Simple as it was, the little scene no doubt persuaded the congregation that S. Nicholas was a great and powerful personage, and the impression it made upon them was one they were not likely to forget, because of the strange and interesting manner in which the lesson was taught.

This is the first play we know anything about, but we may guess that others more or less like it, began to be very popular, for we find from old books—books written hundreds of years ago, that twice a year at least, at Christmas and at Easter, the people were taught by means of acting, two of the greatest events in the life of Christ.

Let us try to imagine a Christmas Eve in Westminster Abbey, long ago, when Henry III was king. The Abbey was not nearly so large then as it is to-day, for much of it has been built since.

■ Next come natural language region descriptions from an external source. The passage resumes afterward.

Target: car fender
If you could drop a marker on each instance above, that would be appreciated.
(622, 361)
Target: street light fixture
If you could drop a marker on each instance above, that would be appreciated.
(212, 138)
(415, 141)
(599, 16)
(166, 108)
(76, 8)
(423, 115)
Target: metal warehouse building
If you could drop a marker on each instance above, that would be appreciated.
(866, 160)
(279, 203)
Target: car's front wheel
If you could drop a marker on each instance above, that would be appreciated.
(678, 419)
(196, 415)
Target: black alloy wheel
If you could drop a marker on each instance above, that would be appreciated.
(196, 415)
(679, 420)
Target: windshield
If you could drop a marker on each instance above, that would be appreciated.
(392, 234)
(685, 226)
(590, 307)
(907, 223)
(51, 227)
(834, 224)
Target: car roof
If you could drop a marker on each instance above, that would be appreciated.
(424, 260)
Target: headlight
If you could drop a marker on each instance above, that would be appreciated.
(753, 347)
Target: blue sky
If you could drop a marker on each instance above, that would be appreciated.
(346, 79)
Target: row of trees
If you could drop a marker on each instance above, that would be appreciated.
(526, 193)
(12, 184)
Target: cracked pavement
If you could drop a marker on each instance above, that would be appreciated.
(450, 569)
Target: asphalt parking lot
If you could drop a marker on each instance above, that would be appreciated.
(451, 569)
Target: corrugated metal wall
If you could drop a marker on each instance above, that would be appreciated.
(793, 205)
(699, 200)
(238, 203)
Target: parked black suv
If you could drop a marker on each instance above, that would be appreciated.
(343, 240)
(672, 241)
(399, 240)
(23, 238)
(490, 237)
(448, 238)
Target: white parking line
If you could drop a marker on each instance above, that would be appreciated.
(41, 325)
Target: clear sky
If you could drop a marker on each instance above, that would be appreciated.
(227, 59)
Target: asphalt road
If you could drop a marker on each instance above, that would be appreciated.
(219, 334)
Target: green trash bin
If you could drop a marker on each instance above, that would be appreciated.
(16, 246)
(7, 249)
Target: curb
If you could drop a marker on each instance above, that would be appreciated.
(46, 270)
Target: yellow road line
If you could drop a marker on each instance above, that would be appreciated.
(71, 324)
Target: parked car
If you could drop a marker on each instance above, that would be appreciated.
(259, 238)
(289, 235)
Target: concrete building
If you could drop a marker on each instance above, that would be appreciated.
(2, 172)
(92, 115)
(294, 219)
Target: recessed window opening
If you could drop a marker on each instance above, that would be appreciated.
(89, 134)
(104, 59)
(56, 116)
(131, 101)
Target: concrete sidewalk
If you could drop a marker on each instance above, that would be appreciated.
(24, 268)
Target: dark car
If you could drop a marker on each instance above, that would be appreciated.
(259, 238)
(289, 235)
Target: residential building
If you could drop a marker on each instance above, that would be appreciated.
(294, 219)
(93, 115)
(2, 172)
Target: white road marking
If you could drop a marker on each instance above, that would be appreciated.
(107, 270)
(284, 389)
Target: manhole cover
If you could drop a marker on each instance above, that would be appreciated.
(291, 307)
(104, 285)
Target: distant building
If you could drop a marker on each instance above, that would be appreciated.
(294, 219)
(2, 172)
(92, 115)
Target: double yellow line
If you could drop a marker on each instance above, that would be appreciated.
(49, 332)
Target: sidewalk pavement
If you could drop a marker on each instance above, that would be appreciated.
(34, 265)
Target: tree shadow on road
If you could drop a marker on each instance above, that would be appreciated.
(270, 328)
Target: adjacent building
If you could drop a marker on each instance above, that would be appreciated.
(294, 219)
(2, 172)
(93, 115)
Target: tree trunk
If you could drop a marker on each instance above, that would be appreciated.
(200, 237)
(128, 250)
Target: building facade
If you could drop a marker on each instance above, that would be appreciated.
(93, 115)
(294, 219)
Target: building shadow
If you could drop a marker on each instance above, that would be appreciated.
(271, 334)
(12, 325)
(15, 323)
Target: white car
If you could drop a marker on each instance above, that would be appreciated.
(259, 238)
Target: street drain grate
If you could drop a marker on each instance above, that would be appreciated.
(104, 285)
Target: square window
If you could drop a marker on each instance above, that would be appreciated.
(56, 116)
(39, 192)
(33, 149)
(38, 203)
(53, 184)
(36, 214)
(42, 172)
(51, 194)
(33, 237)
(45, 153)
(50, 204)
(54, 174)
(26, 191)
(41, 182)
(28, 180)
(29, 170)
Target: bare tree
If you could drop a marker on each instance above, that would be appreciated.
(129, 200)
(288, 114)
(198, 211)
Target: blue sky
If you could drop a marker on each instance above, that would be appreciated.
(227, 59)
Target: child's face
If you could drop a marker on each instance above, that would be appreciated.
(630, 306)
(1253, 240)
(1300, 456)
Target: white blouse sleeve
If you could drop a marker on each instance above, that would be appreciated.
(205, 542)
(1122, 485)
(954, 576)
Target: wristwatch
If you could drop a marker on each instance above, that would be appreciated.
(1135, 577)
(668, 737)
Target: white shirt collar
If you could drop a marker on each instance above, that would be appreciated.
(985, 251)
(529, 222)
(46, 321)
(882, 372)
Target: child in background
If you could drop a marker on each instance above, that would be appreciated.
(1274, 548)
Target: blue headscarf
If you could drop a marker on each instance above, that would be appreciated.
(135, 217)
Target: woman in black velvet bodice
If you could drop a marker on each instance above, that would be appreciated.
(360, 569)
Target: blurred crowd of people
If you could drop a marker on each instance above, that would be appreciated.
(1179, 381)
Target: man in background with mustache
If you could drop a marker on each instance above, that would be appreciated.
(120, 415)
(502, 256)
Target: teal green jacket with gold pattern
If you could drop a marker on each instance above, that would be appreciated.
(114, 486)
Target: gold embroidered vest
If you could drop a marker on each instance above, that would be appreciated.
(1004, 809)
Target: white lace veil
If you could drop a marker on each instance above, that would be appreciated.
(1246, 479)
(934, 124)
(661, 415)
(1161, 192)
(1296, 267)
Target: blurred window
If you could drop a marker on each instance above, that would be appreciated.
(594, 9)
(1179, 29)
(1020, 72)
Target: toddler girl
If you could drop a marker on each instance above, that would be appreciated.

Yet the central part was finished, and six hundred years ago people looked up at some of the same soaring arches, and leant against some of the same pillars as those we now see in the beautiful church.

The Abbey bells had been ringing for a long time, calling the Londoners from their homes, and from the crooked narrow lanes of the city, through the gates in the walls which then surrounded Westminster, there had come flocking to the church a great crowd of gentle and simple folk. There were merchants and shopkeepers, wearing hoods like jelly-bags with their long points dangling at the back; ladies with strange fantastic head-dresses; poor women and children muffled in cloaks; soldiers, nobles, and monks of various orders. Some of them stood thronging the aisles, others knelt on stools, or beside wooden benches.

The church was dark and mysterious. Only on the altars, candles blazed like golden stars, and above them the arches rose stretching up into the gloom overhead. The air was full of a sweet heavy scent—the scent of incense.

Near the altar, surrounded by gleaming lights, the people could see a rough cradle shaped like a manger, and beside it, dressed in long robes, an image of the Virgin Mary.

Then from the side-doors leading to the space about the altar, there entered, in twos and threes, men dressed as shepherds, holding crooks, and driving before them real sheep. They were followed by dogs, who kept the flock together, running round them, and ordering them in the wonderful way of sheep-dogs. Some of the shepherds lay down as though to sleep. Others watched their flock, wide awake and talking amongst themselves.

Suddenly, while interested and curious the congregation looked on, a blast of trumpets rang out, and before the startling sound had died away, echoing through the aisles and the arches, an angel in a robe of rose colour, with big white wings, appeared in the pulpit. Very sweet and clear his voice sounded as he announced tidings of great joy. Christ was born in Bethlehem.

Then, somewhere from the darkness above, there followed, in a burst of song, the voices of the angels.